The “Sack Alan Jones” Facebook page has 15,486 “likes”, which doesn’t seem that many to have caused such carnage, but there has been a lot more to it than that.
There’s a petition on change.org with 109,962 signatories, another Facebook community called “Destroy The Joint”, after a statement by Alan Jones that women are “destroying the joint”, plus an uncountable number of tweets and hashtags on Twitter.
Russell Tate was both right and wrong in the statement that I quoted above: it is, indeed, 21st century censorship, but to call it bullying misses the point.
The digital revolution is only just getting going, and the social platforms, Twitter and Facebook, which has just passed a billion users, are only just starting to flex their muscle. There is a long way to go with this. Censorship up to the end of the 20th century involved community representatives – the church and then politicians – imposing limits on free speech. With social media, the community does it more directly and much more uncontrollably. ...
The essence of change that occurred between the 20th and 21st centuries is disintermediation. It is happening much more broadly than in censorship, but in that field of human endeavour, as it is everywhere, social media and the digital revolution generally, is simply and powerfully removing the intermediaries.
The organisation and expression of community disapproval has become incredibly powerful because it is spontaneous, immediate and clearly authentic.

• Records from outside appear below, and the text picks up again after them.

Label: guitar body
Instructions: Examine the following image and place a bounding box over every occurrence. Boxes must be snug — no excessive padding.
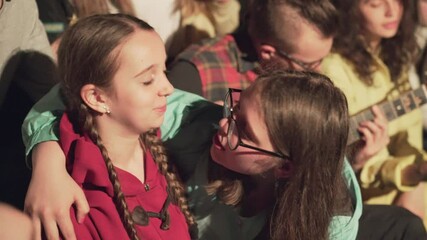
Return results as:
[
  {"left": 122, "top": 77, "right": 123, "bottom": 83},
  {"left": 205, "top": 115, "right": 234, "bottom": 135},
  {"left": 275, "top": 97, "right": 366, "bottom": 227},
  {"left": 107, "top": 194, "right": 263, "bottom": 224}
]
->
[{"left": 347, "top": 85, "right": 427, "bottom": 145}]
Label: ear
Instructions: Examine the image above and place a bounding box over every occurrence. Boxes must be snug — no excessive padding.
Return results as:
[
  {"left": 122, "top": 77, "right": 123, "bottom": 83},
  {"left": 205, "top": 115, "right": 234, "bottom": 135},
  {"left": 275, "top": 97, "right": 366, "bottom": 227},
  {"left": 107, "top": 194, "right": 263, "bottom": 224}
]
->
[
  {"left": 259, "top": 44, "right": 276, "bottom": 60},
  {"left": 275, "top": 159, "right": 293, "bottom": 179},
  {"left": 80, "top": 84, "right": 109, "bottom": 113}
]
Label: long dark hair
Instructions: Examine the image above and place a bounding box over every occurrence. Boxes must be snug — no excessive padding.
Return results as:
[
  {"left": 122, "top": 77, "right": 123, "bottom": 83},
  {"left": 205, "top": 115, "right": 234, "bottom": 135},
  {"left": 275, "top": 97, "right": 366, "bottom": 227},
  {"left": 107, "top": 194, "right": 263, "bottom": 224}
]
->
[
  {"left": 248, "top": 0, "right": 338, "bottom": 49},
  {"left": 207, "top": 70, "right": 351, "bottom": 240},
  {"left": 58, "top": 14, "right": 195, "bottom": 239},
  {"left": 333, "top": 0, "right": 417, "bottom": 85}
]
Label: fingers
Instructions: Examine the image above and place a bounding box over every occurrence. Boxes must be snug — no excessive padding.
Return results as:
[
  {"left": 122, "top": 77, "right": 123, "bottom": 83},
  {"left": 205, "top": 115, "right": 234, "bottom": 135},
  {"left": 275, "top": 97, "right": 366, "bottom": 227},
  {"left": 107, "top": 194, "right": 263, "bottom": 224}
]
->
[
  {"left": 41, "top": 212, "right": 59, "bottom": 240},
  {"left": 31, "top": 215, "right": 42, "bottom": 240},
  {"left": 75, "top": 191, "right": 89, "bottom": 223},
  {"left": 58, "top": 213, "right": 77, "bottom": 240}
]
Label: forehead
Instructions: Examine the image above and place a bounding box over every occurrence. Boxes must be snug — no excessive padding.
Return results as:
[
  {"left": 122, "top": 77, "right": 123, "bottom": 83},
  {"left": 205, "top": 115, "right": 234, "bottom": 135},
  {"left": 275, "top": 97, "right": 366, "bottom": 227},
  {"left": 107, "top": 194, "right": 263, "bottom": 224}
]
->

That’s the difference between a social media campaign and a rap on the knuckles by the Australian Communication and Media Authority, the media regulator: you can argue about whether ACMA truly represents community opinion; with Facebook and Twitter you can actually see and feel it.
The SMH reports that Tony Abbott's replacement in waiting Malcolm Turnbull was happy to see Jones get a taste of his own medicine -
Jones has not been bullied - Turnbull.
ALAN JONES has been ''given a dose of his own medicine'' with the online campaign that has stripped his station of sponsors, and is not the victim of ''cyberbullying'' as he has claimed, the Coalition communication spokesman, Malcolm Turnbull, has said. ...
''Mr Jones has sought to lead 'people's revolts' for many years. But this was indeed a popular revolt against vicious and destructive public discourse … It is difficult not to believe that he is getting a dose of his own medicine …
''Mr Jones has complained that he has been the victim of social media bullying, saying that if it happened anywhere else in society, this kind of bullying or harassment or intimidation or threatening conduct, the police would be called in …
''But Mr Jones believes his association with certain products will encourage people to buy them … If other people take the view that an association with Mr Jones will lead them not to buy those products, why are they not able to tell the advertiser of their view and encourage others to do the same?''
The SMH had an earlier article from Peter Fitzsimmons describing the origin of the boycott campaign -
Alan Jones has no shame.
Every time you think 2GB broadcaster Alan Jones has gone as low as he can go, he sets a new benchmark ever deeper in his now obviously bottomless barrel.
Not enough that he has already talked of putting the Prime Minister “into a chaff bag and hoisting her into the Tasman Sea,” or that he has said that the country needs to “bring back the guillotine,” to deal with her, and that across the country “women are wrecking the joint". Now, before an audience of Sydney University Young Liberals last weekend at the Watermark Restaurant at Balmoral he has referred to the grieving PM's late father, John Gillard – a man who was obviously very close to, and extremely proud, of his daughter – and said that he, “died a few weeks ago of shame".
The unspeakably vicious nastiness of it, the sheer bully-boy misogyny of saying such a thing, simply takes the breath away, even for those of us who spent fair chunks of time around the unvarnished Jones.